Audit supply chain risks
- Prepare a comprehensive model of threats to LLM components and trust boundaries.
- Maintain a tight control over training data, pipelines, and models.
- Regularly audit and test third-party providers regularly.
- Carefully verify vendor resilience testing and SLAs.
- Prepare a benchmark generative AI cybersecurity metrics.
Utilize zero-trust model framework
- Know who is interacting with the resources.
- Understand what actions they are performing.
- Put restrictive control access to sensitive data and its use.
- Identify which application or data is being accessed and by whom.
- Track and monitor user behavior throughout the interaction.
Monitor audit trails
- Make sure that all stages of model development, deployment, and usage are properly logged.
- Set-up data version control (DVC) to track changes in datasets and detect manipulation.
- Maintain a log of all details such as data changes, model updates, and access events to ensure every incident is tracked.
- Regularly review audit logs, such as User access logs, Input/output interactions, API usage monitoring, API requests, model/data changes, permission modifications etc.
Prioritize AI Bill of Materials (AI-BOM)
- Prepare a comprehensive inventory of all GenAI models, datasets, and any third-party components used while creating models.
- Regularly update the AI-BOM so that it always reflects the latest version.
- Periodically review the AI-BOM to proactively evaluate exposure to new vulnerabilities.
Data security and privacy
- Avoid using personal identifiers (PII) in datasets being utilized in training or testing.
- Using Principle of Least Privilege, collect, and use the minimum necessary data for your AI application.
- To detect suspicious activity, keep track of who accessed the data and what information they evaluated and when.
- Use tools such as OWASP CycloneDX or ML-BOM to track the origins and transformations of data.
- Confirm the validity and reliability of the data at every stage.
- To find indications of poisoning, thoroughly vet data vendors and compare model outputs to reliable sources.

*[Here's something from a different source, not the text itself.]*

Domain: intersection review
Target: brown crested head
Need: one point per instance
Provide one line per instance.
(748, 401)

- Always use data version control (DVC) to monitor and track changes in datasets. Versioning helps in maintaining integrity of models.

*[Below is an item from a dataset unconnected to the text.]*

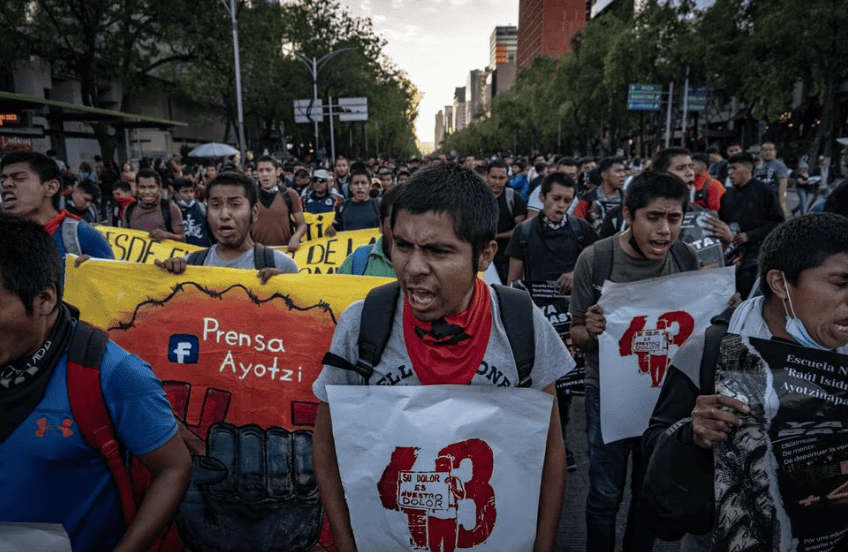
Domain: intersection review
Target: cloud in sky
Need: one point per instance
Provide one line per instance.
(436, 42)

To learn more about the best practices for prevention and mitigation of data security and privacy risks in GenAI systems, click here.
Governance and data management
- Create a comprehensive policy that includes all possible aspects, such as good conduct,data protection, data classification, plugins, third-party software use, and usage limit.
- Prepare a SOP to evaluate risk assessments, and fix governance responsibility.
- Make sure GenAI solutions include DevOps and cybersecurity to ensure comprehensive AI safety.
- Clearly communicate the policy to relevant stakeholders.
- Enforce the compliance through periodical reviews.
Bottomline
In conclusion, generative AI is undoubtedly a game changing technology, and it will have a transformative impact on businesses. However, the key to reap the advantages of generative AI lies in how early your risk managers identify its security risks and take appropriate steps to proactively prevent associated risks.
CISOs need to understand the subtle and complex landscape of generative AI risks and take appropriate steps to ensure robust security measures to protect their AI models and its entire ecosystem.